The General Editor of the Mark Twain Project, Robert Hirst, was invited to Washington, D.C. in February to speak about the process of editing and publishing Mark Twain’s papers. He spoke at the headquarters of the National Endowment for the Humanities (NEH), which gave its first grant to the Mark Twain Papers in 1967, and has helped support the publication of more than twenty volumes of Mark Twain’s letters, essays, and novels. The NEH also helped create the UC Press Foundation’s Humanities Endowment through a grant in 2004, which ultimately supported the publication of the Autobiography of Mark Twain.
Hirst’s presentation, entitled “Editing a Humorist is No Laughing Matter,” described his efforts to decipher the various marks left on Twain’s manuscripts—from playful scribbles and stylistic quirks, to alterations by previous editors, to Mark Twain’s intentional cancellations.
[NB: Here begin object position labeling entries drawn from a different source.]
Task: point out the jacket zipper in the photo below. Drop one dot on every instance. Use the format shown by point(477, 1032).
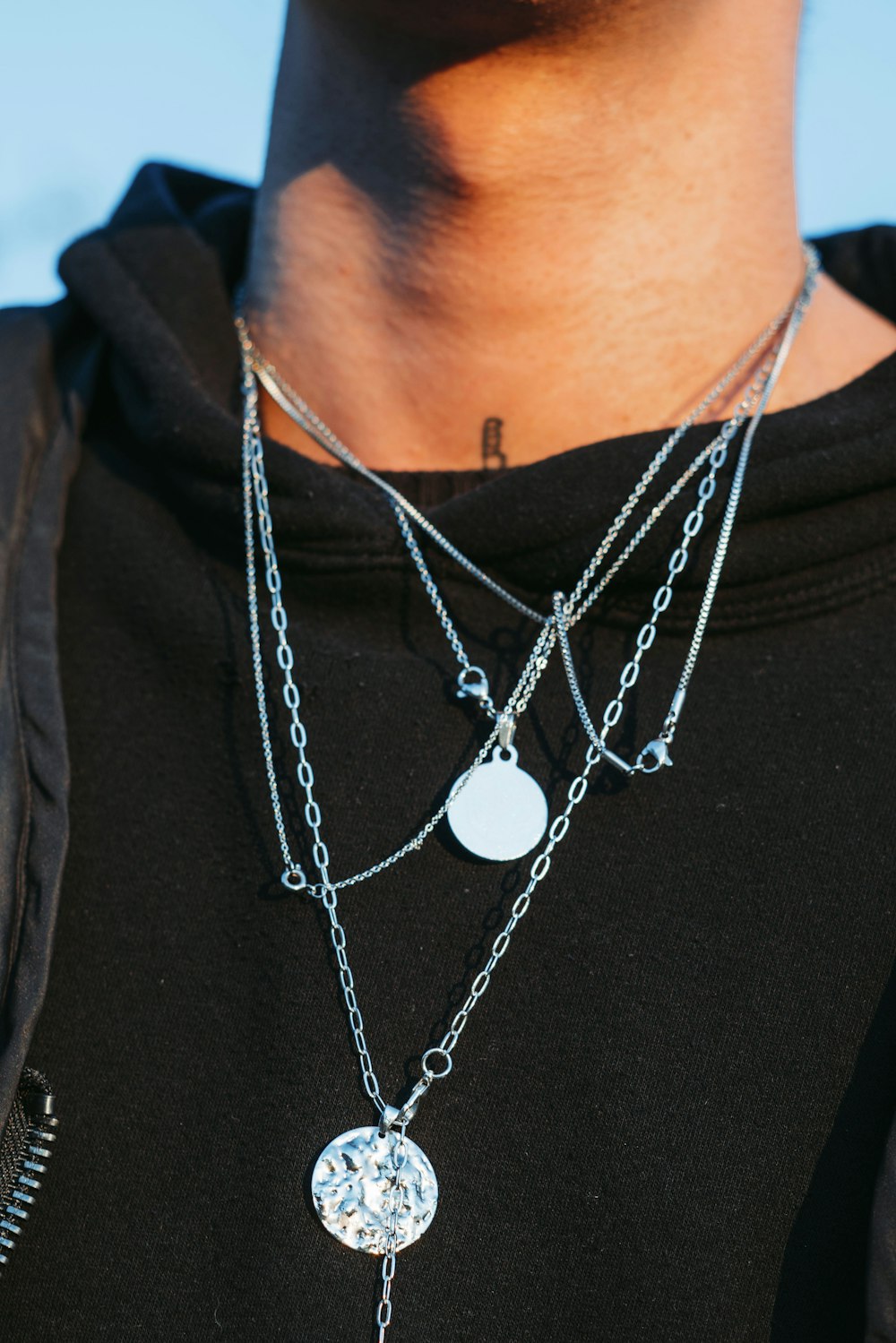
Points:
point(24, 1147)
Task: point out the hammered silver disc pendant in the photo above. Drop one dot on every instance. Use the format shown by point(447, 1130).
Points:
point(354, 1182)
point(501, 812)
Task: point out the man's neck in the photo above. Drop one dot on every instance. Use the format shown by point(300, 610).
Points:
point(556, 241)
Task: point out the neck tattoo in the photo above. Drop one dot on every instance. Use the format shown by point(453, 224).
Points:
point(493, 455)
point(374, 1189)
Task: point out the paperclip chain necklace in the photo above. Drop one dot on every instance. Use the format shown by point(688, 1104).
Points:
point(392, 1184)
point(505, 814)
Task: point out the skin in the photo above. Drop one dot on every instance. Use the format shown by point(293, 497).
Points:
point(570, 217)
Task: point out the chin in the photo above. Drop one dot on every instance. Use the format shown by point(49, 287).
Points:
point(466, 23)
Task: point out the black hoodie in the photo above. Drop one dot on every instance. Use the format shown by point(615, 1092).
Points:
point(669, 1112)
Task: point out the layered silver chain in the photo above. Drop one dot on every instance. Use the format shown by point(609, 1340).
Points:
point(437, 1063)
In the NEH talk, and in a similar one given on Capital Hill, Hirst discussed the breakthrough that led to the publication of the Autobiography of Mark Twain: through a painstaking analysis of handwritten notes, the editorial team was able to reconstruct 44 introductory pages that were thought to be missing from the manuscript. “Once we had that solved,” he said, “we realized that Mark Twain had actually finished this text and that he knew exactly what he wanted in it, and exactly how he wanted it to appear.”